Apparently in Japan, they have stricter gun laws than we do in the United States (i.e. they have gun laws) because the lengths that Goda goes to lay his hands on his piece are quite substantial and take him into the heart of the most inhuman parts of Tokyo.
Switching packages on train platforms, having pieces of the gun made here and there, and trawling the Internet for tips on how to illegally make a gun are all part of Goda’s journey that further removes him from a normal existence.
The first part of the film is the most accessible despite it being the most disturbing. The stark black and white photography, the studiously jittery camera work, and the rapid fire editing effortlessly evoke the sense of unreality that Tsukamoto wants us to see Tokyo existing in. This isn’t a city so much as the apocalyptic landscape of a man’s mind, warped into a dream-like state by both outside forces and his own fallibilities.
Dull rage is all that Goda is at this point, seeking to kill and not caring if he himself is killed in the process since every bit of what he once was is already dead. Or he may just be sad that his girlfriend is dead. I’m not Japanese, so who knows?
The second part of the film though sees a subtler shift in tone as Chisato, the female member of the gang reaches out to him for help once she gets into trouble. She’s barely able to get the words out before Goda says he’ll do it. How does this fit into Tsukamoto’s cold, inhuman universe? How the hell should I know?

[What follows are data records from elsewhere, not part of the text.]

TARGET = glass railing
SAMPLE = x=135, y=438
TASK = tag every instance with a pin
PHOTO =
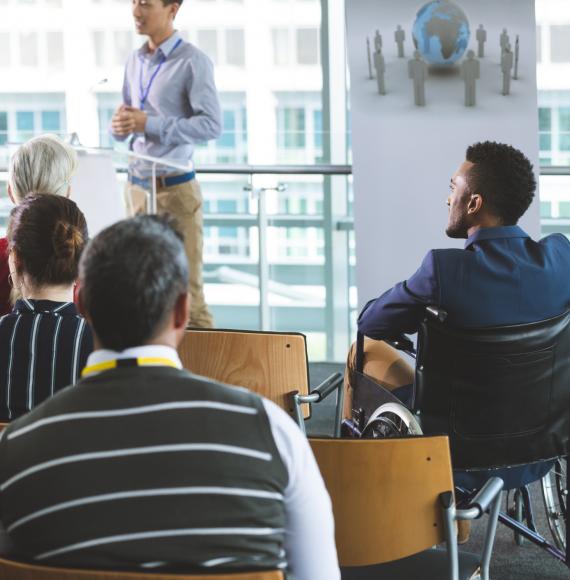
x=279, y=248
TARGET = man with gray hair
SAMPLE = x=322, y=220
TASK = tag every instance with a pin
x=144, y=465
x=44, y=164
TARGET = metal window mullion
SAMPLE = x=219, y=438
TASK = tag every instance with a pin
x=262, y=223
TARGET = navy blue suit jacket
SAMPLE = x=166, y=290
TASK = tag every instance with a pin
x=501, y=277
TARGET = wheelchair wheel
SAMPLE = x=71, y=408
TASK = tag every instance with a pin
x=391, y=420
x=555, y=495
x=519, y=515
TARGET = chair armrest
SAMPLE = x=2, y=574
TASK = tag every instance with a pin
x=328, y=386
x=482, y=501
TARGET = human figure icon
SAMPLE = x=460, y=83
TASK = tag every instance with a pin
x=380, y=67
x=400, y=38
x=418, y=72
x=507, y=62
x=481, y=36
x=370, y=75
x=377, y=41
x=470, y=73
x=505, y=40
x=517, y=55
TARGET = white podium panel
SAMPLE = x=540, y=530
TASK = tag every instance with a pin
x=97, y=192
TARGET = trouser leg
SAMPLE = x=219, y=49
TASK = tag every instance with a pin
x=381, y=362
x=184, y=203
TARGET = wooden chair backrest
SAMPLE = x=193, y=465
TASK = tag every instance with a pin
x=19, y=571
x=385, y=495
x=270, y=364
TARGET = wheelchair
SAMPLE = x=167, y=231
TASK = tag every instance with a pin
x=524, y=370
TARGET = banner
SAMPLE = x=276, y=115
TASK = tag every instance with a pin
x=427, y=80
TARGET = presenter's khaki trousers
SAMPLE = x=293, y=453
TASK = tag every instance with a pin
x=184, y=203
x=381, y=362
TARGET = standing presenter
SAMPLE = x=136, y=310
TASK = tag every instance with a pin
x=170, y=103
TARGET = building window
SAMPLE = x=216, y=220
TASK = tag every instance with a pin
x=3, y=128
x=29, y=49
x=564, y=128
x=5, y=58
x=208, y=42
x=51, y=121
x=54, y=41
x=545, y=128
x=308, y=46
x=24, y=125
x=280, y=38
x=291, y=128
x=560, y=43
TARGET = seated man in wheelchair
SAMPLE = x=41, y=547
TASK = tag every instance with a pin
x=501, y=277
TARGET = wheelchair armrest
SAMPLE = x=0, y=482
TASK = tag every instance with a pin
x=328, y=386
x=482, y=501
x=402, y=342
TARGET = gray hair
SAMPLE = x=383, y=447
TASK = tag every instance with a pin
x=44, y=164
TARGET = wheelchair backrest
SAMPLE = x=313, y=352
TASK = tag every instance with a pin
x=502, y=394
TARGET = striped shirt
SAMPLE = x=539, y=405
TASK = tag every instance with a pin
x=44, y=345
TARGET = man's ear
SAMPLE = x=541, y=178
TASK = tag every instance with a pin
x=182, y=311
x=175, y=7
x=475, y=204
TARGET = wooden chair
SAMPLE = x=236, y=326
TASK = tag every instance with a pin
x=392, y=501
x=10, y=570
x=272, y=364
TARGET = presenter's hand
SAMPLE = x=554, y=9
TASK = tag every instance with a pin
x=122, y=122
x=138, y=118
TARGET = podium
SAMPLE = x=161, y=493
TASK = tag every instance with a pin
x=97, y=191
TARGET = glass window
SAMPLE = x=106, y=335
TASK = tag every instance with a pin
x=560, y=43
x=564, y=209
x=99, y=47
x=235, y=47
x=308, y=46
x=5, y=58
x=24, y=125
x=3, y=127
x=228, y=138
x=280, y=37
x=318, y=127
x=545, y=128
x=51, y=121
x=29, y=48
x=123, y=46
x=208, y=42
x=292, y=128
x=54, y=40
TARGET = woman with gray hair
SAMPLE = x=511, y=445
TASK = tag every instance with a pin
x=44, y=164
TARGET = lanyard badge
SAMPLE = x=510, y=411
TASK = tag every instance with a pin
x=144, y=91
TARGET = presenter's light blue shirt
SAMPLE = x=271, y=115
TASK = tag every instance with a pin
x=182, y=104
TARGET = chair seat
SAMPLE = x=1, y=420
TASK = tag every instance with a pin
x=428, y=564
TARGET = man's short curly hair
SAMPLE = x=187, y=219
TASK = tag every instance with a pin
x=504, y=177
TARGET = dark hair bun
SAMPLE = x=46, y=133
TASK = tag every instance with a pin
x=67, y=240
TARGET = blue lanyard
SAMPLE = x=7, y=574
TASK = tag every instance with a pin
x=143, y=93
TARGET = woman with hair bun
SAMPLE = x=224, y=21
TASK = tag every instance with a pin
x=44, y=343
x=44, y=164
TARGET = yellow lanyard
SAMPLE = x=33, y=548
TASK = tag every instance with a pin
x=147, y=361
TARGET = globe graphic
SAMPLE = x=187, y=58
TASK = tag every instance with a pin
x=441, y=33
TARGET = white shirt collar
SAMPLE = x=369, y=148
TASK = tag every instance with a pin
x=150, y=351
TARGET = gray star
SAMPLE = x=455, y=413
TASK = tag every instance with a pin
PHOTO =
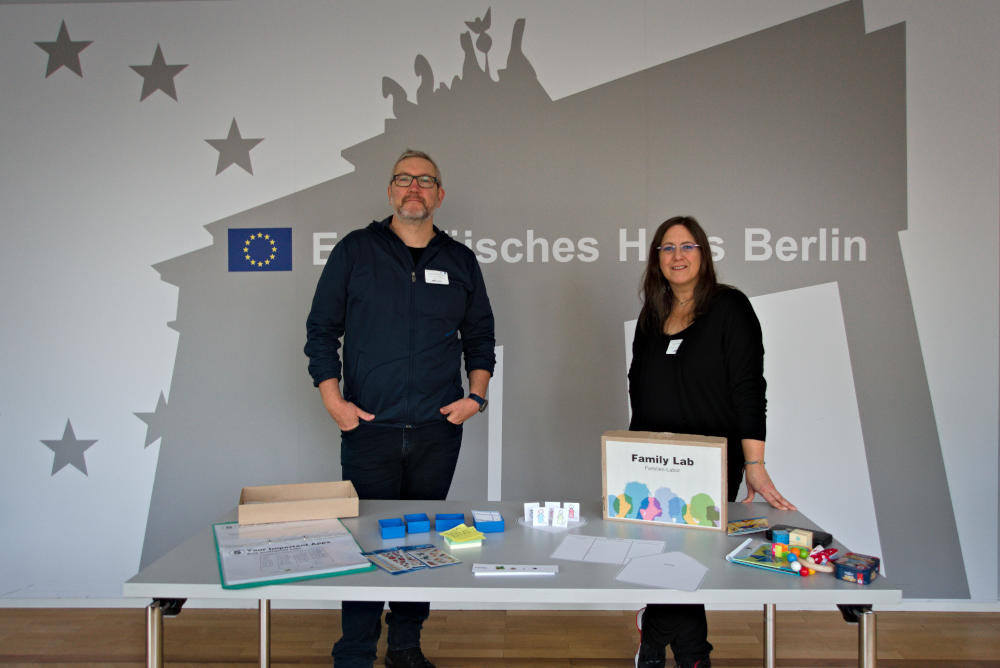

It’s Tsukamoto’s bad dream! Do I look like his analyst?
Perhaps in this crazy screwed up world, a crazy screwed up guy will grasp at whatever bit of humanity yet remains within him. Maybe he sees a kindred spirit in the elfin, drug-addled Chisato because they both have bite marks on their hands.
Or Goda could still be looking for a purpose once he figures out that wiping out all existence doesn’t fulfill the empty spot inside himself. But this is precisely what happens when you live in a repressed society that doesn’t glorify violence and allow unfettered access to weapons like the United States.
In the U.S., Goda wouldn’t be so obsessed with getting a gun because he could just walk down to the local pawnshop and buy one, thus surpassing the seamy underbelly of the streets that draws Goda into its twisted mentality.
Though it could be said that the film loses its way as it makes that right turn from “guy going nuts” plot to “guy helping out girl” plot, this unpredictability plays into Tsukamoto’s vision of Tokyo as a dream-like place (one of the characters even explicitly says this about Tokyo) where anything is possible and where battle lines are as amorphous and unreal as everything else.
Only when Goda eagerly accepts his role as just another piece of human meat to be added to this stew of urban despair is he able to find meaning, if only momentarily, as once it’s finished he ends up right where he started – alone.
Tsukamoto presents the modern city as a tapestry of apocalyptic images, each successive one further forging its citizens into dehumanized parodies of themselves until they’re reduced to solely physical presences, mindlessly running and crying in the aftermath of what their modern world has turned them into. That we are the architects of this nightmare world only makes it all the more unsettling and the movie that much more hypnotic.
There’s not much fun to be had in Tsukamoto’s dream world, but it’s an arresting display of how even in the nastiest city imaginable, the worst squalor is in your own mind.